# Automatic Summarization of Medical Articles Using Sum Basic
### Author: Rama Thamman

__Solution__: In this notebook we'll use Sum Basic for automatic summarization of medical articles. NIH's (National Institues for Health) PubMed repository consists of links to hundreds of thousands of medical articles. We will use articles relevant to various types of cancer. We will use the abstract of each article as the "ground truth". We will apply the Sum Basic algorithm to only the body of the PubMed article without the abstract to generate an extractive summary. We will use a Java based implementation of ROUGE software to evaluate the precision, recall and F1 score of extractive summary with respect to the ground truth. 

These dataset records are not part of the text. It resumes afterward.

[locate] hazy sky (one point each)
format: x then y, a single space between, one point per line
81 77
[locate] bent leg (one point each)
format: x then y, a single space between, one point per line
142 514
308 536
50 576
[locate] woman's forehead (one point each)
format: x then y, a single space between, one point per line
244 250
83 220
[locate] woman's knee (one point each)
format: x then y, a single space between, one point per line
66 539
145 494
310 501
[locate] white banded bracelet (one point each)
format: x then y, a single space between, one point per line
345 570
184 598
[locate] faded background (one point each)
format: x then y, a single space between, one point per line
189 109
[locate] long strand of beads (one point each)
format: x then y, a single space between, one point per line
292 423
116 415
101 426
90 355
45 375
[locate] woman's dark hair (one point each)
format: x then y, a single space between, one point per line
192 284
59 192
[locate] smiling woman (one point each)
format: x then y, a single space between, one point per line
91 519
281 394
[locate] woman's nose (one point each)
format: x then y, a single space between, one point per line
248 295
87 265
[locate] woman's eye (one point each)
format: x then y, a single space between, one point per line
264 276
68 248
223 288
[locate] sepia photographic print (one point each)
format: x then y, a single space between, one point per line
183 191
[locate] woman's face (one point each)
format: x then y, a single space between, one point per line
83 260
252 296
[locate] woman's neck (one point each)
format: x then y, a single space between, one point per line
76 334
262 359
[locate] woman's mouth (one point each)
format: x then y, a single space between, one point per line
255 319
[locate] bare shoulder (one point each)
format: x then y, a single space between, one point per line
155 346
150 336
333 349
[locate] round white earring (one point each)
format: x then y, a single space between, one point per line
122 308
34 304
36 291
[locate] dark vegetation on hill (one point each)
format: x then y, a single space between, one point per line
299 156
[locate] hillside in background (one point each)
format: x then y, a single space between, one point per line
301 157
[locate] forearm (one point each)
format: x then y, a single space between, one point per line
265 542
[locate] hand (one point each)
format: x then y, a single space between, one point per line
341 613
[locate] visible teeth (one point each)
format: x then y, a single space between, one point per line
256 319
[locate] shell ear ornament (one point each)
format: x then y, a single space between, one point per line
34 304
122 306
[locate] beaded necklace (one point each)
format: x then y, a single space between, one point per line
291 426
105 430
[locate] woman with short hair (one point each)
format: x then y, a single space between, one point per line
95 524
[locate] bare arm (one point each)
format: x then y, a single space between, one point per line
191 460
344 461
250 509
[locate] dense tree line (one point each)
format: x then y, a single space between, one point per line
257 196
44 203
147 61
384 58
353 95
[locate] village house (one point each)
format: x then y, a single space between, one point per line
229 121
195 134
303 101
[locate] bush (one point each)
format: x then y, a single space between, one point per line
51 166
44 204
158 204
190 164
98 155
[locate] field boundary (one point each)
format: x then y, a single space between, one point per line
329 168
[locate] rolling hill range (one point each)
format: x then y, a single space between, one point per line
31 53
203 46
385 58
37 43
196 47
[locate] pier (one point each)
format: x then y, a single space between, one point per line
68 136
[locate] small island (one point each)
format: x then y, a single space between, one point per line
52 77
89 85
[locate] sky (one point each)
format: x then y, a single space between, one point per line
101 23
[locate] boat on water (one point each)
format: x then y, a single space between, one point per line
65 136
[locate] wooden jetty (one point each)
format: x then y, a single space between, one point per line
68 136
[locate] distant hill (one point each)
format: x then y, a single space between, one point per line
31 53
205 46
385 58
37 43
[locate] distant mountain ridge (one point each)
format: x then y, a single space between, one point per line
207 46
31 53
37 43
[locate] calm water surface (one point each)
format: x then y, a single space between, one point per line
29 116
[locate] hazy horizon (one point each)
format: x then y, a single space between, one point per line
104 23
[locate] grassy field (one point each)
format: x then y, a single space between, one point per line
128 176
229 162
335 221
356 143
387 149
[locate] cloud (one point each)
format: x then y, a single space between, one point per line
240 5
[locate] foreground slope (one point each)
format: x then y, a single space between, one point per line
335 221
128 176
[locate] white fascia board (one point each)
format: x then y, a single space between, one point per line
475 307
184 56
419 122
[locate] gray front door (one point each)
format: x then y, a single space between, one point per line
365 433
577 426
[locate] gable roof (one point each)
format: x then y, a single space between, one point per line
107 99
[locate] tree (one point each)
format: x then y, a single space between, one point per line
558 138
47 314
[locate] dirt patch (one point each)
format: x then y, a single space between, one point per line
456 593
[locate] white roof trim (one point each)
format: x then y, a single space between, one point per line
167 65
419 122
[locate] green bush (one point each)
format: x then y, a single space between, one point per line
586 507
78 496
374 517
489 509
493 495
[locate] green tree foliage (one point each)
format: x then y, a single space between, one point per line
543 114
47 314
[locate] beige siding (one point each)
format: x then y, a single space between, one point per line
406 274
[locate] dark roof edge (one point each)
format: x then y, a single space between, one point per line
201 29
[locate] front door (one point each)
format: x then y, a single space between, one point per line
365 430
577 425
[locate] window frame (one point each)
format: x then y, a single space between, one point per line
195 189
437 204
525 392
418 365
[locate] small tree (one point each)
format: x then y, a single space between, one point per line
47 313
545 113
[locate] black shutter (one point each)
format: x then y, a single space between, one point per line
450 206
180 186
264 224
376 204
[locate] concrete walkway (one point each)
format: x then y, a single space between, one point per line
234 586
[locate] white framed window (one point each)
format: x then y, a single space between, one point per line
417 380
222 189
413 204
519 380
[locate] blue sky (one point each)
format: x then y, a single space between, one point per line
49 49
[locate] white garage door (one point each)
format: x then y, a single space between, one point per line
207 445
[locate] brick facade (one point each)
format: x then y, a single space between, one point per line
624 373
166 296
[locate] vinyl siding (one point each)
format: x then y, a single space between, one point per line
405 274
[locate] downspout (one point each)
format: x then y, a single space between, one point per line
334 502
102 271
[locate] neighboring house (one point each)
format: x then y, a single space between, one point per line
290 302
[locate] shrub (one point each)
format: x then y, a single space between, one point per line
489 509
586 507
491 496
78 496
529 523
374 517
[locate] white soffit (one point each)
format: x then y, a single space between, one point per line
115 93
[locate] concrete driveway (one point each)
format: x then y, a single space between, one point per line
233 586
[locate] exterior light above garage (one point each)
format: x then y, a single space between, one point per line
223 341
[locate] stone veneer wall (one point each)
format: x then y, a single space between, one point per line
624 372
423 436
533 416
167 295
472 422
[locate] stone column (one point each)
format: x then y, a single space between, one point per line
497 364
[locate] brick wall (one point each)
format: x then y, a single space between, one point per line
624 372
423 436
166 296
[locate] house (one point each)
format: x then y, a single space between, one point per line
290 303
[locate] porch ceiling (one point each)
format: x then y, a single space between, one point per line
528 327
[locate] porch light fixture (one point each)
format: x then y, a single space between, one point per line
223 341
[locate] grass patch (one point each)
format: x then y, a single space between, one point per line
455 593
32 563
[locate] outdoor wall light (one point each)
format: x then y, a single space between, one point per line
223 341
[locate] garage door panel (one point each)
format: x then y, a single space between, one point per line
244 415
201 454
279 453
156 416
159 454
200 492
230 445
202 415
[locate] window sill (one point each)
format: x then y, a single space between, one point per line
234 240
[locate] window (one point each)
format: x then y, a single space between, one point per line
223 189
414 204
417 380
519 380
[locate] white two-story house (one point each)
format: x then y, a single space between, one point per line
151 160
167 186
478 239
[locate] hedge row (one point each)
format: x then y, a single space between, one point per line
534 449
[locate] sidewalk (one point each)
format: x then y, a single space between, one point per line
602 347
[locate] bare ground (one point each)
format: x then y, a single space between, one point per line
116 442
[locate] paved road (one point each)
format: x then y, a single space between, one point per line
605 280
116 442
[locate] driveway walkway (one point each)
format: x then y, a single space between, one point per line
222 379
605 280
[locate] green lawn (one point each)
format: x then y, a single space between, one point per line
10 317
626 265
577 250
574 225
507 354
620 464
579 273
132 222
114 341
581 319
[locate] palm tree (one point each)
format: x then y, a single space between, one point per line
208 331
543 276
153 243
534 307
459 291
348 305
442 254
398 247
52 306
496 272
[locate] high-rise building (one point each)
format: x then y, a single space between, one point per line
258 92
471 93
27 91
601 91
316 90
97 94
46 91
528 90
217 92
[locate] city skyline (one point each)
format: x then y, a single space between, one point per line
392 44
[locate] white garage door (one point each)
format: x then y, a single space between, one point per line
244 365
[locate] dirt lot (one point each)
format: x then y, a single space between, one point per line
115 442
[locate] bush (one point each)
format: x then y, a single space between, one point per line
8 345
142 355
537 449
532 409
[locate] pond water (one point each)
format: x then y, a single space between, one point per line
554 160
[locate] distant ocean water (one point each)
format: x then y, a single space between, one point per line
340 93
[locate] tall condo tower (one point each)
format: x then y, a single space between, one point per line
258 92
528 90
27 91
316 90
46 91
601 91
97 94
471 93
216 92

__Step 1: Import required modules__

In [None]:
#!/usr/bin/env python
# -*- coding: utf-8 -*-

import numpy as np
import operator
import nltk
from nltk.tokenize import PunktSentenceTokenizer
from nltk.corpus import stopwords
import re
from pyparsing import ZeroOrMore, Regex
import csv
import urllib2
from bs4 import BeautifulSoup
from nltk.stem.porter import *
import copy

__Step 2: Generate a list of documents__

In [None]:
urls = []

#https://www.ncbi.nlm.nih.gov/pmc/articles/PMC1994795/
urls.append('https://eutils.ncbi.nlm.nih.gov/entrez/eutils/efetch.fcgi?db=pmc&id=1994795')

#https://www.ncbi.nlm.nih.gov/pmc/articles/PMC314300/
urls.append('https://eutils.ncbi.nlm.nih.gov/entrez/eutils/efetch.fcgi?db=pmc&id=314300')

#https://www.ncbi.nlm.nih.gov/pmc/articles/PMC4383356/
urls.append('https://eutils.ncbi.nlm.nih.gov/entrez/eutils/efetch.fcgi?db=pmc&id=4383356')

#https://www.ncbi.nlm.nih.gov/pmc/articles/PMC4596899/
urls.append('https://eutils.ncbi.nlm.nih.gov/entrez/eutils/efetch.fcgi?db=pmc&id=4596899')

#https://www.ncbi.nlm.nih.gov/pmc/articles/PMC4303126/
urls.append('https://eutils.ncbi.nlm.nih.gov/entrez/eutils/efetch.fcgi?db=pmc&id=4303126')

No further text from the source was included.